Qu’elles s’appellent rue Mendès France, rue Tatin, rue du Maréchal Foch, rue du Quai, ou rue de la Poste, toutes ces vieilles rues pleines de charmes convergent vers la place du Parvis de l’église. La ville de Louviers est un remarquable cas d’école urbanistique pour sa lisibilité.
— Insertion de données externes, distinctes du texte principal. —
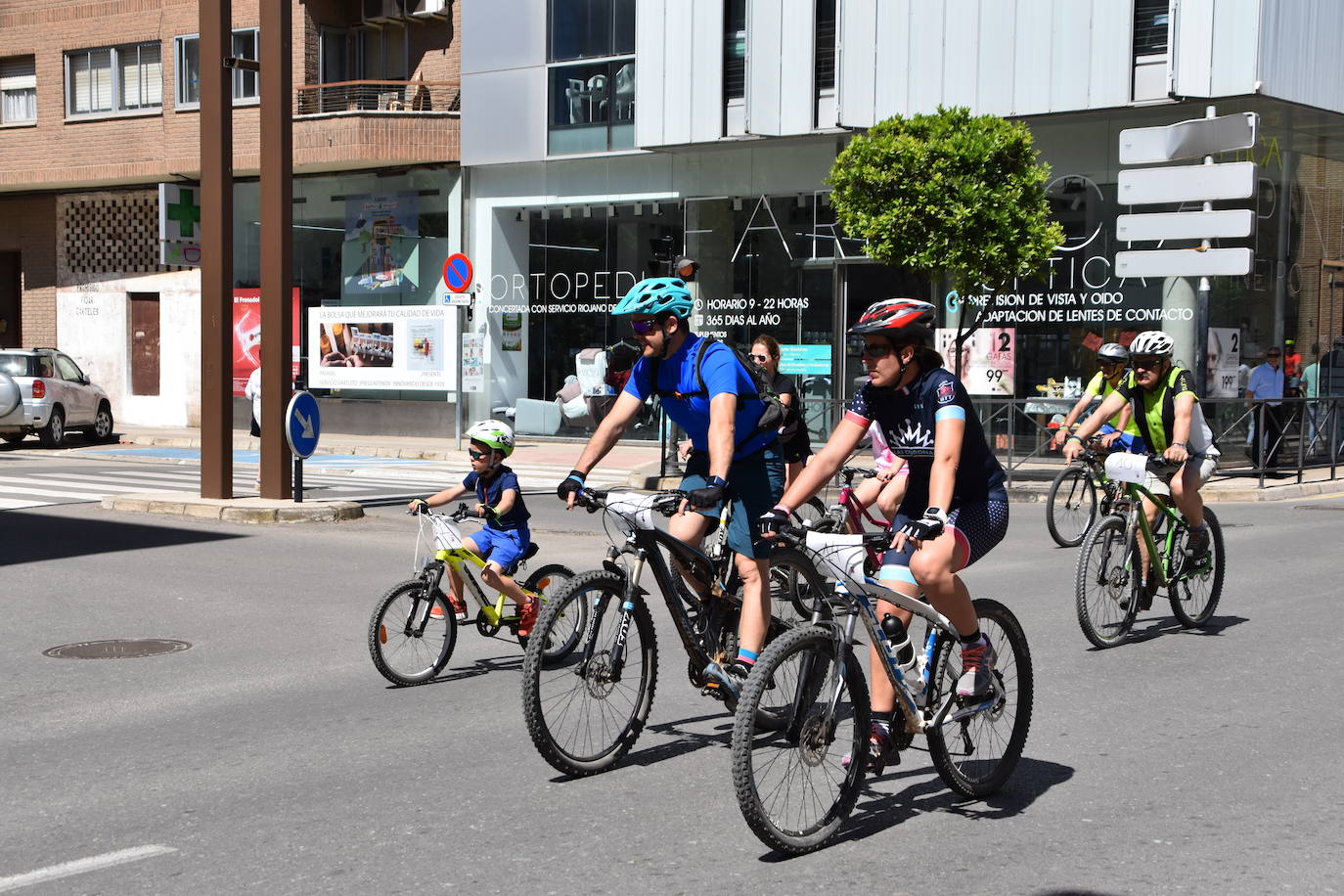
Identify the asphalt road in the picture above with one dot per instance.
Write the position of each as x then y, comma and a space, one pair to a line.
272, 758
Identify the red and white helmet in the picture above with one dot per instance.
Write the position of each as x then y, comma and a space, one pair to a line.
898, 317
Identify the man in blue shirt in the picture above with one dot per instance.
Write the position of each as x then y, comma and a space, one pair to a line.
728, 448
1266, 388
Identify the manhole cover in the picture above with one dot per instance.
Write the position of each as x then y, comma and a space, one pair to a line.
115, 649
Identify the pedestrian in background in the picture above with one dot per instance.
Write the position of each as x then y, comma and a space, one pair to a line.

L’église en restauration est une pure merveille, tout le monde s’accorde à le reconnaître. Les travaux de restauration intérieure lui redonnent par sa polychromie l’éclat d’une jeune beauté. On ne peut que féliciter la commission d’art sacré qui en est sans doute l’auteur.
Et puis non loin de là, l’Ecole de Musique Maurice Duruflé, l’admirable cloître des Pénitents que je longeais avec quelques craintes, dans ma jeunesse,  sont  devenus  l’exemple parfait d’une réhabilitation en tous points réussie. C’est la rencontre respectueuse entre ces vénérables ruines et un dessin épuré, élégant, tout en clarté. C’est vraiment la rencontre du passé et du présent, de la mémoire et de la pensée. C’est une architecture non pas savante mais cultivée ;  elle agglomère des temps hybrides. C’est à la fois, l’art du trait et l‘art du retrait,  de la mise à distance. Cette intervention est un véritable hommage à ce qui la précède et qui la fait naître, elle réveille et fait revivre les richesses de cet ancien cloître des Pénitents.

 
Et puis notre déambulation nous emmène dans la partie Est du centre-ville... sur des sites que j’ai pu découvrir au fil de mes visites, des sites que j’ai appris à déguster. 
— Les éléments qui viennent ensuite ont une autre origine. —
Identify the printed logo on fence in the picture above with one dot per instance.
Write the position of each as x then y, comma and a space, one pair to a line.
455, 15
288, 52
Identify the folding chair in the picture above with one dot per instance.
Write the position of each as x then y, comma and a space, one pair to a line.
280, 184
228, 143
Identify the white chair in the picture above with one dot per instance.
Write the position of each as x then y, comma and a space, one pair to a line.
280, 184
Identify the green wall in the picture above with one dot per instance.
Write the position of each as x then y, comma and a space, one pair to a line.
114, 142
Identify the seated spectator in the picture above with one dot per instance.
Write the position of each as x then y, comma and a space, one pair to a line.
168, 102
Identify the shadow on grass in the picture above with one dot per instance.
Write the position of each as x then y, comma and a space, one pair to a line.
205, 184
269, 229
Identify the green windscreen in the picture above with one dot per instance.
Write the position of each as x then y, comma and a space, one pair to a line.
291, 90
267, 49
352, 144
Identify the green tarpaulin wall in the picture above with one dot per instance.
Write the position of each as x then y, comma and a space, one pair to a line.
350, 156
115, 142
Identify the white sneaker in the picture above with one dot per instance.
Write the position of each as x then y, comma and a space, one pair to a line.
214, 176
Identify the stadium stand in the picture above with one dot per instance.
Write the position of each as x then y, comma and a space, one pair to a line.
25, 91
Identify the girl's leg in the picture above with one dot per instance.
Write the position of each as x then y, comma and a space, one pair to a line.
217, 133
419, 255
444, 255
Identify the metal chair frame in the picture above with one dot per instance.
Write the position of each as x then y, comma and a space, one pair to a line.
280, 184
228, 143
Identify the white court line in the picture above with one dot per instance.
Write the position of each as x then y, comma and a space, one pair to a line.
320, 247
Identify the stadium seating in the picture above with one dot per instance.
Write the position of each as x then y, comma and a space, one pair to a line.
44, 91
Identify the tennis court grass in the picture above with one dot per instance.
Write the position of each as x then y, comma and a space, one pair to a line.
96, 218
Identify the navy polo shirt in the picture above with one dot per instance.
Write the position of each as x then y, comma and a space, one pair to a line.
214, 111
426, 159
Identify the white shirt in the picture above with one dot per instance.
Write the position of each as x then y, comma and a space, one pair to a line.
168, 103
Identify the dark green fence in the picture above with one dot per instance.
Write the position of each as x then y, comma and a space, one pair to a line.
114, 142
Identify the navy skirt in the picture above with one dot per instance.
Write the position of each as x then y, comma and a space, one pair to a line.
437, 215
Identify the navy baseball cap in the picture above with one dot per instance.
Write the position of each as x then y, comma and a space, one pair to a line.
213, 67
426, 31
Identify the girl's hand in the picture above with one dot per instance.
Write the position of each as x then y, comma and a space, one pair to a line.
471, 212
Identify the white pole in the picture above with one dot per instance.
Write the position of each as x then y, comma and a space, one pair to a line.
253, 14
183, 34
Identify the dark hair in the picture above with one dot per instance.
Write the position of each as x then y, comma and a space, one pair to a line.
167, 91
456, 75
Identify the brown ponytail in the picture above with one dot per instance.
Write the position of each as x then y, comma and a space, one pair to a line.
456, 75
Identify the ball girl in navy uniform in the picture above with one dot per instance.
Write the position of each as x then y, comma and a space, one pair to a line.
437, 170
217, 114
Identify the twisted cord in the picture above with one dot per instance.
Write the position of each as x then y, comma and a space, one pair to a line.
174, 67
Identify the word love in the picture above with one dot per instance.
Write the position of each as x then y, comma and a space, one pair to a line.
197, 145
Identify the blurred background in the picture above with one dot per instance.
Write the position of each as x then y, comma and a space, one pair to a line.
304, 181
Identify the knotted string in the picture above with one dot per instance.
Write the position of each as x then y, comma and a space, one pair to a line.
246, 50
Tout a changé, ces quartiers qui étaient considérés comme périphériques ou délaissés sont devenu grâce aux aménagements et aux soins qu’on a bien voulu leur apporter un ensemble de lieux qui s’égrènent avec bonheur :

C’est la Villa Calderón (photo volée sur le site du photo club de Louviers), derrière la Caisse d’Epargne, ses superbes jardins,  les bâtiments polychromes ses superbes jardins,  les bâtiments polychromes qui les bordent, le petit canal, le traitement délicat des cheminements, tout invite au repos, à la détente et à la flânerie...

 
C’est la place de la Poissonnerie et cette petite halle, clin d’œil coloré que l’on dédie à Monsieur Eiffel... au bord d’un bras de la rivière, avec les passerelles, les chutes et les petits ponts.
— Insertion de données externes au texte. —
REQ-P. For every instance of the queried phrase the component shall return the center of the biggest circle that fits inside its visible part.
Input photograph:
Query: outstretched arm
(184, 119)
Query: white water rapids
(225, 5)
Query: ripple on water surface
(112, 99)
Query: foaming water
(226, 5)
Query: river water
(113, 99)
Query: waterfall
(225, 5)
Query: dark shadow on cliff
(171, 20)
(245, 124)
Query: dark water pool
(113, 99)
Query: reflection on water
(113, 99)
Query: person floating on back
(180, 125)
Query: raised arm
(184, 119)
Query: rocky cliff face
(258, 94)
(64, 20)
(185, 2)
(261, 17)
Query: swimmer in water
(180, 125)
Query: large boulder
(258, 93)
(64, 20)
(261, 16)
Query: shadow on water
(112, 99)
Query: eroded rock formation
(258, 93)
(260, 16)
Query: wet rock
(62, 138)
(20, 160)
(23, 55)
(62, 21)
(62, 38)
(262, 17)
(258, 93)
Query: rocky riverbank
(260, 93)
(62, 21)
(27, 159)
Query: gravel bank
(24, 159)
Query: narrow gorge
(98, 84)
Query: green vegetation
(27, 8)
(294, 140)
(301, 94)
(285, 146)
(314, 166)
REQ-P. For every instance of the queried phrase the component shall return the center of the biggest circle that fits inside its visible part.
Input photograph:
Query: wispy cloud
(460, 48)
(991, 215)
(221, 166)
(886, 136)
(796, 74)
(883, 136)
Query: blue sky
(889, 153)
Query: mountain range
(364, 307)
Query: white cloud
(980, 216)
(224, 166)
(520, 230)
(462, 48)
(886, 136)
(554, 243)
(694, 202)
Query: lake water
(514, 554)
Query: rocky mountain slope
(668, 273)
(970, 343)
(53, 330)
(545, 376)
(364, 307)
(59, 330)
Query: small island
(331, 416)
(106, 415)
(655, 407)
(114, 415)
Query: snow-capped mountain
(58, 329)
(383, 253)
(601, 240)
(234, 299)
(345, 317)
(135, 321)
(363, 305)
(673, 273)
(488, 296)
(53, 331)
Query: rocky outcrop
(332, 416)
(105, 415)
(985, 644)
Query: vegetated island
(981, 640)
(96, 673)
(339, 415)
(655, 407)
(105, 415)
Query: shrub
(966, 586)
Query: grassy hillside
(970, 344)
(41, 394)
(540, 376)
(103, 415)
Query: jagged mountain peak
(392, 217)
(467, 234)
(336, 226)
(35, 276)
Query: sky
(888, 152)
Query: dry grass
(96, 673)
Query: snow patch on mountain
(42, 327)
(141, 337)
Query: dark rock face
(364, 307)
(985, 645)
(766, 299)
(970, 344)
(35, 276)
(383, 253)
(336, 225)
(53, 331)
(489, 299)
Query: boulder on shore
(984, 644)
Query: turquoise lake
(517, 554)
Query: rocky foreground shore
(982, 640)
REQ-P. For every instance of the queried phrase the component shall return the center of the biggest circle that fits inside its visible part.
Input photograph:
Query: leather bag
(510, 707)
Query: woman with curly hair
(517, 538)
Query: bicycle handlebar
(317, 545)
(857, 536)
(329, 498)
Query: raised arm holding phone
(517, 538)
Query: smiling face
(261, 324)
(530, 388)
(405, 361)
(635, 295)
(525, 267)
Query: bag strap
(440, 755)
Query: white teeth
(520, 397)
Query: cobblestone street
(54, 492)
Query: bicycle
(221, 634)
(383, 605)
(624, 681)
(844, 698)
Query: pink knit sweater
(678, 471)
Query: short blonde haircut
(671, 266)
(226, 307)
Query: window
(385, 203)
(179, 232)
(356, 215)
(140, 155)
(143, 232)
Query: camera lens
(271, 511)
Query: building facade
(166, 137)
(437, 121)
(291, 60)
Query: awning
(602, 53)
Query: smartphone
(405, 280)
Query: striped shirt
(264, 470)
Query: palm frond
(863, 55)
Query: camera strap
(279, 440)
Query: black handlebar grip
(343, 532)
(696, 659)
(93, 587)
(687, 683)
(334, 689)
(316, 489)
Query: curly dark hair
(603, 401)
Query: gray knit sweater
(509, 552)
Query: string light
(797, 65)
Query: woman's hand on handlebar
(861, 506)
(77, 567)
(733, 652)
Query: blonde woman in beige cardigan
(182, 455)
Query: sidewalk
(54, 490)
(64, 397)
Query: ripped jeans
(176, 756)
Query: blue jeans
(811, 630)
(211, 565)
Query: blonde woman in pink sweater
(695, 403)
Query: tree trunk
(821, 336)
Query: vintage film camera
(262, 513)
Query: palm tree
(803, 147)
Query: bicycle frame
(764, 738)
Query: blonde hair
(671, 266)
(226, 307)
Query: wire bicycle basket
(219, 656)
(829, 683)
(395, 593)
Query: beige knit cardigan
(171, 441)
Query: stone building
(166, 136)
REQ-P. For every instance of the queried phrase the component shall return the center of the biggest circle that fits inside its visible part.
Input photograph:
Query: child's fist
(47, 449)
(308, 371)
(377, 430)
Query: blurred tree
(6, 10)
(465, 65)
C’est le Manoir de Bigards, magnifique demeure à colombage elle aussi réhabilitée avec intelligence, son extension destinée aux artistes, qui accompagne un jardin contemporain au bord de l’eau, plein de charme avec cette végétation étonnante faite de roseaux, de graminées, de bambous... les platelages bois, les briques au sol... Tout s’enchaîne, tout se tient, tout est cohérent...
Et bien sûr le « Moulin », ses caves voutées superbement réhabilitées, la ludothèque et l’environnement paysager qui l’accompagne. C’est un parfait exemple d’intégration, naturellement dû à la réussite de l’intervention architecturale sur ce bâtiment ancien mais aussi et surtout au résultat. C’est à l’usage, à l’appropriation qui en a été faite par les Lovériens, petits et grands, jeunes et vieux que se confirme la réussite d’un tel lieu. C’est un lieu habité, un lieu vivant.

 

J’ai aimé déambuler dans Louviers, rien n’est très discernable sans doute, mais on a le sentiment que les lieux simples ou plus emblématiques, les bâtiments publics ou les maisons ont une existence mystérieusement mêlée, ils sont placés, là, « justement » pour être en état de regard... en rapport les uns avec les autres, rapport qui peut être opposition ou imbrication,  mais qu’ils vivent les uns par les autres... qu’ils existent mieux. J’aurais envie de conclure cette promenade en disant que les interventions architecturales et urbanistiques ne sont pas étrangères à cette impression et, si elles ne font pas tout, elles contribuent certainement à forger ce sentiment d’une ville généreuse où il fait bon vivre.